Backgammon strategy is quite complex and many books have been written about the subject.

There are too many possible combinations for a given strategy to account for every game. As a result, the computer programs that are designed to play the ideal backgammon game utilize a system called a neural network in order to predict all of the possible outcomes of each move in a game. As humans, we don’t have that capacity, but there are some strategy points that can help us improve our game.

In backgammon you have two weapons to use against your opponent, and your opponent can use those same weapons against you. The first weapon is primes. Primes are spaces where your opponent cannot go because you have two or more checkers on those spaces. If you can set up six primes in a row, your opponent is blocked behind those primes and cannot get out. The second weapon is hitting blots. If your opponent has left a single piece on a point, that single piece is called a blot.
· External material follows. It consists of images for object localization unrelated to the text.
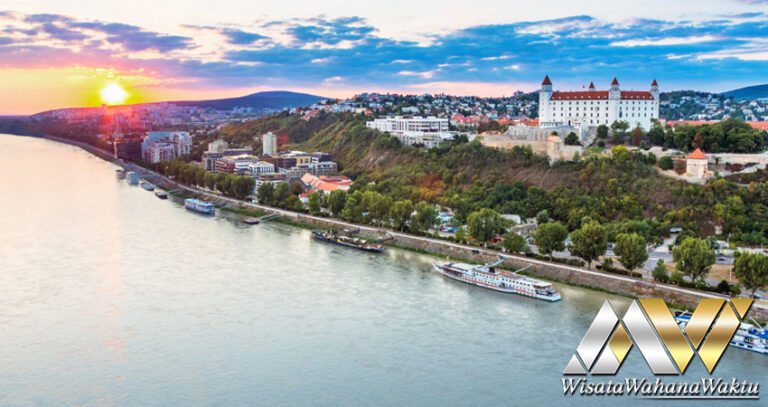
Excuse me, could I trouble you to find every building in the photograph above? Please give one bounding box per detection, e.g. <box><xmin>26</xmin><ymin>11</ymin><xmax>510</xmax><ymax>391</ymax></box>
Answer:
<box><xmin>263</xmin><ymin>132</ymin><xmax>277</xmax><ymax>156</ymax></box>
<box><xmin>538</xmin><ymin>76</ymin><xmax>659</xmax><ymax>130</ymax></box>
<box><xmin>248</xmin><ymin>161</ymin><xmax>275</xmax><ymax>175</ymax></box>
<box><xmin>366</xmin><ymin>116</ymin><xmax>450</xmax><ymax>146</ymax></box>
<box><xmin>113</xmin><ymin>137</ymin><xmax>143</xmax><ymax>161</ymax></box>
<box><xmin>144</xmin><ymin>142</ymin><xmax>177</xmax><ymax>163</ymax></box>
<box><xmin>300</xmin><ymin>174</ymin><xmax>353</xmax><ymax>195</ymax></box>
<box><xmin>214</xmin><ymin>154</ymin><xmax>258</xmax><ymax>174</ymax></box>
<box><xmin>140</xmin><ymin>131</ymin><xmax>192</xmax><ymax>163</ymax></box>
<box><xmin>202</xmin><ymin>148</ymin><xmax>252</xmax><ymax>171</ymax></box>
<box><xmin>685</xmin><ymin>148</ymin><xmax>713</xmax><ymax>182</ymax></box>
<box><xmin>208</xmin><ymin>139</ymin><xmax>229</xmax><ymax>153</ymax></box>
If you hit it, their piece is sent back to the bar.

If you hit a blot that is in your opponent’s home board, you can set them back quite a bit. You can also use the two tools together. If you have filled your home board with primes and you hit your opponent, their piece cannot be brought in from the bar, giving you a serious advantage.

The important thing to remember is that your opponent has exactly the same arsenal, and can use it against you. As a result, it’s important to be careful where and when you leave blots. Leaving blots in or near your home board when there is a checker of your opponent’s nearby can change a game from a sure-win to a dead loss. In the game of backgammon it is best to try and avoid getting stuck behind blocks of primes.

If you do get stuck behind a block of primes, though, you can play what is known as a back game. Carefully organize your home board so that you have as many primes as possible on it and no blots. Then wait for your opponent to leave you a blot. If you hit it, it might buy you enough time to get your checker back around to your home board so that you can have a chance at winning.

Despite the appeal of a back game, it’s best to avoid playing that way. It’s a serious gamble, and if you lose, you stand to lose by a gammon or even a backgammon. After the player has brought all of their checkers into their home board, you simply can’t guarantee that they’ll leave a blot, particularly if you’re a few spaces into the board. Likewise, if you have a single checker there, they may simply put you back on the bar repeatedly, blocking your opportunity to play at all.

One last word of advice. Don’t hit every blot. If you have blots in your home board, you’re more likely to lose by hitting your opponent’s blot than you are to win. Only hit blots when it stands to do you more good than harm.